Pelajaran 1

Mengapa Imbal Hasil Bitcoin Saat Ini?

Secara historis, Bitcoin dikenal sebagai aset “penyimpan nilai” yang kerap disebut sebagai emas digital. Narasi ini mendukung peran Bitcoin sebagai lindung nilai makro, namun juga membatasi fungsinya di ranah keuangan terdesentralisasi (DeFi). Tidak seperti Ethereum atau jaringan blockchain generasi baru yang didesain untuk komposabilitas dan pemrograman on-chain, Bitcoin tetap terisolasi.
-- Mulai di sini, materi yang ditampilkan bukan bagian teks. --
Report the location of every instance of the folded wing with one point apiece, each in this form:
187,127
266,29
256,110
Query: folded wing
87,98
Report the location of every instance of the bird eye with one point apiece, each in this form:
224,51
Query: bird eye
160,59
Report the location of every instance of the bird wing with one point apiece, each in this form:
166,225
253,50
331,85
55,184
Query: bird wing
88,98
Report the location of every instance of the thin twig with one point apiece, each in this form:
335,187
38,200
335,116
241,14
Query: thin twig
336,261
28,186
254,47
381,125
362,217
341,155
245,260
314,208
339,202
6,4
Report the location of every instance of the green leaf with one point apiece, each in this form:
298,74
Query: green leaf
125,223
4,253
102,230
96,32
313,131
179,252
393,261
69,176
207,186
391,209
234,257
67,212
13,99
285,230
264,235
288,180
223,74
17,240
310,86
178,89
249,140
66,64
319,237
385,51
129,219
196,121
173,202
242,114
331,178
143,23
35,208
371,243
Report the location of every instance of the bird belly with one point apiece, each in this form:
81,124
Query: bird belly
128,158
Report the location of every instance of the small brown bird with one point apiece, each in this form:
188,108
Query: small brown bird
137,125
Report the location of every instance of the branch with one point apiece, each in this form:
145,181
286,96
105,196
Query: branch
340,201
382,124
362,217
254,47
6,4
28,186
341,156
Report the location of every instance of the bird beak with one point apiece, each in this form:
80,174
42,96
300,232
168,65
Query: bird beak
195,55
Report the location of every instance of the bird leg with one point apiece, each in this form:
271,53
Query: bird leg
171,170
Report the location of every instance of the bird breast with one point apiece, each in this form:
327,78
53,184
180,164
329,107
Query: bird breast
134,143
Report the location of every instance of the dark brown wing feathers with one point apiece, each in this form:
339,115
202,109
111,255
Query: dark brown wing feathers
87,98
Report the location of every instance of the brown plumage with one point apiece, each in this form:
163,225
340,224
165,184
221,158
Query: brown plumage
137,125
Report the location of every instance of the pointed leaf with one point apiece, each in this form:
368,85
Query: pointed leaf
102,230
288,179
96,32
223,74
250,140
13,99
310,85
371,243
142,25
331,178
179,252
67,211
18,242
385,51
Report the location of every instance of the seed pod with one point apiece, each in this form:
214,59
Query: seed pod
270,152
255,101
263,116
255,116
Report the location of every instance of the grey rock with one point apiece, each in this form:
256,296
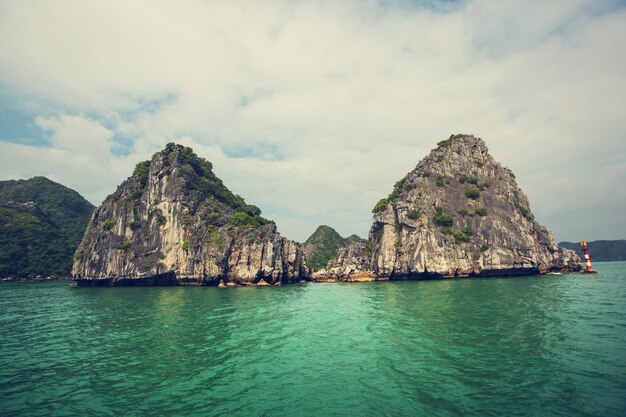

Likuiditasnya sebagian besar menganggur kecuali diekspor melalui wrapped token seperti WBTC. Namun, hadirnya kerangka kerja pemrograman asli Bitcoin seperti BitVM dan pengembangannya, BitVMX, telah menghadirkan perubahan signifikan. Pada 2025, kemungkinan memperoleh imbal hasil langsung dari Bitcoin kini tidak hanya secara teknis dapat dilakukan, tetapi juga semakin penting secara ekonomi. Modul ini akan mengulas alasan di balik perubahan ini dan kendala historis yang mempengaruhinya. Selain itu, akan dibahas juga kekuatan struktural yang kini mendorong adopsi lebih luas.

Bitcoin sebagai Penyimpan Nilai dan Inersia Alaminya

Dalam ekosistem kripto, “yield” atau hasil mengacu pada pendapatan pasif yang diperoleh dengan memanfaatkan aset digital, bukan hanya menyimpannya sambil menunggu kenaikan harga. Yield dapat diperoleh dengan meminjamkan koin kepada pihak lain, melakukan staking untuk mendukung keamanan jaringan, atau menyediakan likuiditas di bursa terdesentralisasi. Di blockchain seperti Ethereum, berbagai peluang ini menjadi lazim berkat smart contract yang dapat diprogram dan protokol DeFi yang terintegrasi secara komposabel.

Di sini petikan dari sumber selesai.